These instructions may be present in the subject kits in a variety
of forms, one or more of which may be present in the kit. One form
in which these instructions may be present is as printed
information on a suitable medium or substrate, e.g., a piece or
pieces of paper on which the information is printed, in the
packaging of the kit, in a package insert, etc. Yet another means
would be a computer readable medium, e.g., diskette, CD, etc., on
which the information has been recorded. Yet another means that may
be present is a website address which may be used via the internet
to access the information at a removed, site. Any convenient means
may be present in the kits.
[0101] The above-described analytical methods may be embodied as a
program of instructions executable by computer to perform the
different aspects of the invention. Any of the techniques described
above may be performed by means of software components loaded into
a computer or other information appliance or digital device. When
so enabled, the computer, appliance or device may then perform the
above-described techniques to assist the analysis of sets of values
associated with a plurality of peptides in the manner described
above, or for comparing such associated values. The software
component may be loaded from a fixed media or accessed through a
communication medium such as the internet or other type of computer
network. The above features are embodied in one or more computer
programs may be performed by one or more computers running such
programs.
[0102] Software products (or components) may be tangibly embodied
in a machine-readable medium, and comprise instructions operable to
cause one or more data processing apparatus to perform operations
comprising: a) clustering sequence data from a plurality of
immunological receptors or fragments thereof; and b) providing a
statistical analysis output on said sequence data. Also provided
herein are software products (or components) tangibly embodied in a
machine-readable medium, and that comprise instructions operable to
cause one or more data processing apparatus to perform operations
comprising: storing and analyzing sequence data.
EXAMPLES
[0103] The following examples are offered by way of illustration
and not by way of limitation.
Example 1
Mechanism for Specificity of T Cell Recognition of Peptide-MHC
[0104] In order to survey a universe of MHC-presented peptide
antigens whose numbers greatly exceed the diversity of the T cell
repertoire, T cell receptors (TCRs) are thought to be
crossreactive. However, experimentally measuring the extent of TCR
cross-reactivity has not been achieved. We developed a system to
identify MHC-presented peptide ligands by combining TCR selection
of highly diverse yeast-displayed peptide-MHC libraries with deep
sequencing. While we identified hundreds of peptides reactive with
each of five different mouse and human TCRs, the selected peptides
possessed TCR recognition motifs that bore a close resemblance to
their known antigens. This structural conservation of the TCR
interaction surface allowed us to exploit deep sequencing
information to computationally identify activating microbial and
self-ligands for human autoimmune TCRs. The mechanistic basis of
TCR cross-reactivity described here enables effective surveillance
of diverse self and foreign antigens, but without requiring
degenerate recognition of non-homologous peptides.

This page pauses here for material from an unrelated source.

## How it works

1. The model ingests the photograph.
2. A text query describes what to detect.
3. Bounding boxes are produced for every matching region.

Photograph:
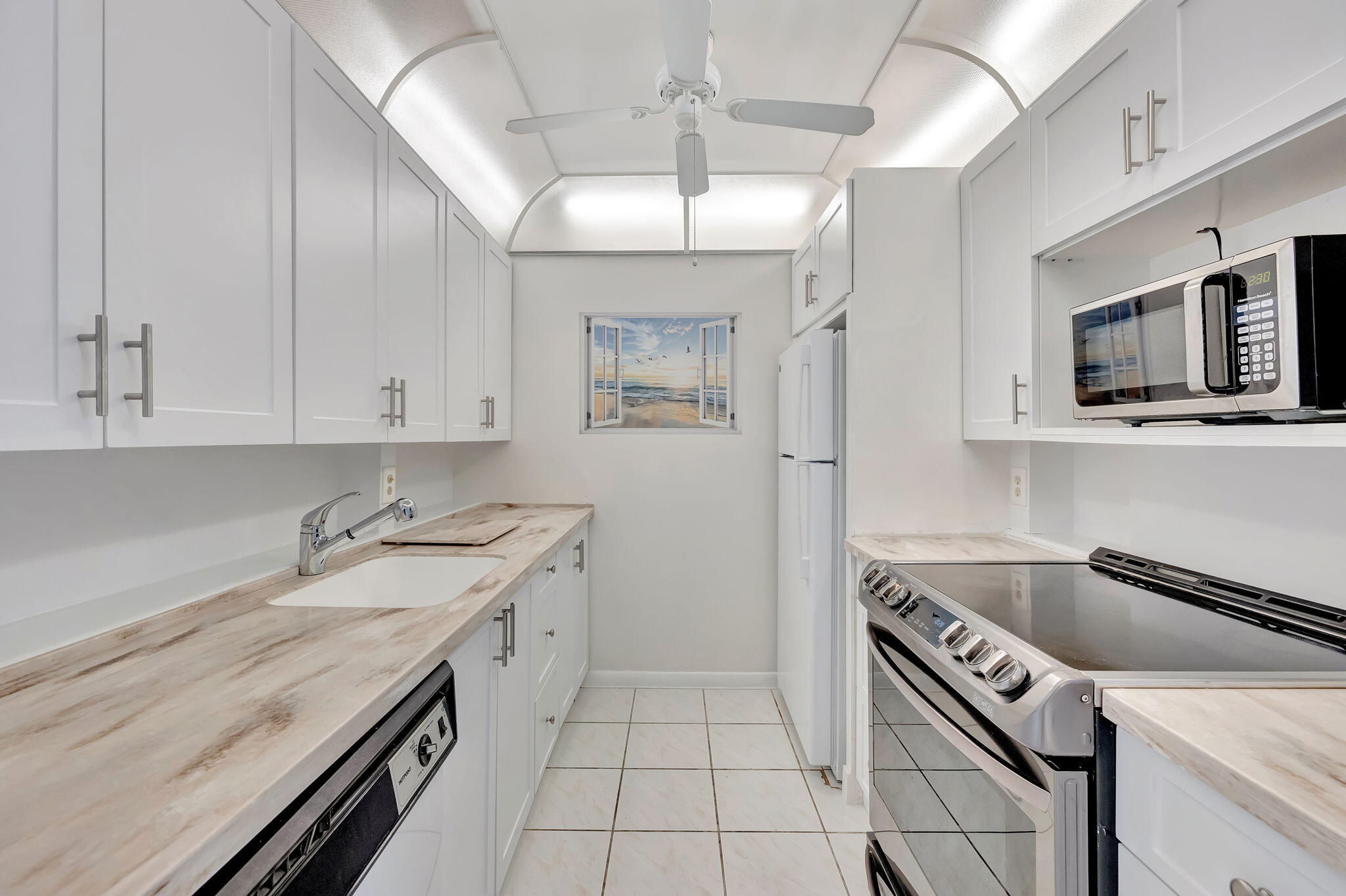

[0105] T cells are central to many aspects of adaptive immunity.
Each mature T cell expresses a unique .alpha..beta. T cell receptor
(TCR) that has been selected for its ability to bind to peptides
presented by major histocompatibility complex (MHC) molecules.
During the course of T cell development, survival, and effector
functions, a given TCR surveys a broad landscape of self and
foreign peptides and only responds to ligands whose engagement
exceeds certain affinity, kinetic and oligomerization thresholds.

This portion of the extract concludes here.